Si è recentemente conclusa l’udienza presso la sezione lavoro della Corte di Cassazione riguardante il ricorso presentato dal Ministero dell’Istruzione e del Merito contro la decisione della Corte d’Appello di Firenze sul riconoscimento dell’anno 2013 ai fini della progressione di carriera del personale scolastico.
La questione, di rilevanza nazionale, riguarda gli effetti del blocco delle progressioni economiche introdotto per motivi di finanza pubblica e le implicazioni sul trattamento giuridico dei lavoratori.
Anno 2013: due diverse sentenze
La questione è nata da un ricorso di una docente immessa in ruolo nel 2015 dove, nel provvedimento di ricostruzione di carriera, non era stato inserito il servizio svolto nell’anno 2013 in quanto l’art. 1 del D.P.R. 122/2013 aveva imposto il blocco degli avanzamenti retributivi per quell’anno, generando un’ondata di ricorsi da parte del personale scolastico.
La docente aveva quindi adito il Giudice del Lavoro di Lucca, chiedendo che il 2013 fosse riconosciuto almeno ai soli fini giuridici e che il Ministero regolarizzasse le differenze contributive e retributive in un giudizio separato. In prima istanza, il Tribunale di Lucca aveva respinto il ricorso, interpretando la normativa in senso ampio e negando ogni valore giuridico all’anno di servizio svolto nel 2013.
La Corte d’Appello di Firenze ha successivamente ribaltato la decisione, accogliendo il ricorso della docente e sottolineando che il blocco retributivo aveva natura temporanea e si riferiva esclusivamente alla sospensione degli incrementi economici, non alla validità giuridica del servizio prestato. I giudici fiorentini hanno evidenziato che un’interpretazione estensiva della normativa avrebbe danneggiato in modo strutturale la carriera dei lavoratori, risultando in contrasto con i principi affermati dalla Corte Costituzionale.
Anno 2013: le obiezioni del Ministero dell’Istruzione de del Merito
Contro la decisione della Corte d’Appello di Firenze, il Ministero dell’Istruzione e del Merito ha presentato ricorso in Cassazione, sostenendo che il D.P.R. 122/2013 non facesse alcuna distinzione tra aspetto giuridico ed economico e che, pertanto, il blocco dovesse essere interpretato in senso restrittivo mentre l’avvocato difensore della docente, Gianfranco Nunziata (convenzionato con il sindacato Snals), ha ribadito che l’interpretazione costituzionalmente orientata adottata dalla Corte d’Appello era l’unica che garantisse il rispetto dei diritti dei lavoratori.
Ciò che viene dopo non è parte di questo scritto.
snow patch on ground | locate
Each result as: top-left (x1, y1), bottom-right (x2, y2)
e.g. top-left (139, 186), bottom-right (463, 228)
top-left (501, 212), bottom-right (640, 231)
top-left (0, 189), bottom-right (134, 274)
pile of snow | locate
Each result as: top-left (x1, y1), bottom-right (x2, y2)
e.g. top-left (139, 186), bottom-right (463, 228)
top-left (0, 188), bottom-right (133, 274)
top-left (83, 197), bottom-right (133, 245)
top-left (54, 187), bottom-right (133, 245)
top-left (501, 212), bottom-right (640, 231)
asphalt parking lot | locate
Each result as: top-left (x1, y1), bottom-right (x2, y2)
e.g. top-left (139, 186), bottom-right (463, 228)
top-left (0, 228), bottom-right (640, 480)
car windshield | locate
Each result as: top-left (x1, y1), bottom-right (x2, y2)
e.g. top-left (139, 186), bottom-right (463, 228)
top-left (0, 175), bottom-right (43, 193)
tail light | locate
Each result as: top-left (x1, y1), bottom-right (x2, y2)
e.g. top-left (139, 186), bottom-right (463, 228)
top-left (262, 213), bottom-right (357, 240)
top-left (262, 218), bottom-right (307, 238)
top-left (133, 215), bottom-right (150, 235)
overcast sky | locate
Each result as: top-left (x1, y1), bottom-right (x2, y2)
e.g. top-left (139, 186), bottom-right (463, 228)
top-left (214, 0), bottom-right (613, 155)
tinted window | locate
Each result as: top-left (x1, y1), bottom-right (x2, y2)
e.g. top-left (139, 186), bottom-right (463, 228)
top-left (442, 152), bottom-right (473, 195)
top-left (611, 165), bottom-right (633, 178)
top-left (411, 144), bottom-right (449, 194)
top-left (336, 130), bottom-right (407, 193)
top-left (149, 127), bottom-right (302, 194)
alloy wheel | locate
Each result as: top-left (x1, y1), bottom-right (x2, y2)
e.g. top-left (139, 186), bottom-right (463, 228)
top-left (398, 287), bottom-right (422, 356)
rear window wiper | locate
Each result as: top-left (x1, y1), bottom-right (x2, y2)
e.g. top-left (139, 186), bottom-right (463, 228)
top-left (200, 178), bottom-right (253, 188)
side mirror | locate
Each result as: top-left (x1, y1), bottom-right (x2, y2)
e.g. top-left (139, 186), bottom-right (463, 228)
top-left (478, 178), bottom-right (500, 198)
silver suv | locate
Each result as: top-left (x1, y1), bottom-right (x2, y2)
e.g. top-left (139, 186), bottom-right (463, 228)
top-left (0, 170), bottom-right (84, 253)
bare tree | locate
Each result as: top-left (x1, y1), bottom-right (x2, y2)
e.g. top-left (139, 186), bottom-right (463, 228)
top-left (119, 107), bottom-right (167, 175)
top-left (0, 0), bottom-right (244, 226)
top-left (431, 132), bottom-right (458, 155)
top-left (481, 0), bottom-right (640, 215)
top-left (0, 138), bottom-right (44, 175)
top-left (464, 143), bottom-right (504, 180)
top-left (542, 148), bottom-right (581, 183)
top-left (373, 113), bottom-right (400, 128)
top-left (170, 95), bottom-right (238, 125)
I vincoli di bilancio avranno la precedenza sui diritti dei lavoratori?
Uno degli aspetti più discussi durante l’udienza riguarda le conseguenze economiche di una eventuale decisione favorevole ai lavoratori. Secondo il Ministero, il riconoscimento dell’anno 2013 comporterebbe un aggravio considerevole per le casse dello Stato, data l’ampiezza della platea dei lavoratori coinvolti. Questo dibattito pone in evidenza una sostanziale differenza tra il settore pubblico e quello privato: mentre i lavoratori dello Stato vedono i propri diritti subordinati alle esigenze di bilancio pubblico, nel settore privato i contenziosi riguardanti la progressione di carriera sono regolati da contratti collettivi e da accordi aziendali, senza essere vincolati alle politiche di contenimento della spesa pubblica.
Ecco l’ammontare degli arretrati, distinti per qualifica, che spetterebbero in caso di riconoscimento dell’anno 2013:




Possibili scenari e attese per la sentenza
La sentenza della Cassazione potrebbe fornire un chiarimento definitivo sulla questione. In un’ordinanza precedente (n. 16133/2024), la stessa Corte aveva già indicato che le norme sul blocco retributivo per il 2013 andavano interpretate restrittivamente, in quanto disposizioni eccezionali. Se questa linea fosse confermata, si aprirebbe la strada a una massiccia ondata di ricorsi per il riconoscimento del servizio giuridico del 2013.
In attesa della decisione finale, il caso rappresenta un importante banco di prova per l’equilibrio tra il rispetto dei diritti dei lavoratori pubblici e le esigenze di bilancio dello Stato, sottolineando ancora una volta le profonde differenze tra il settore pubblico e quello privato.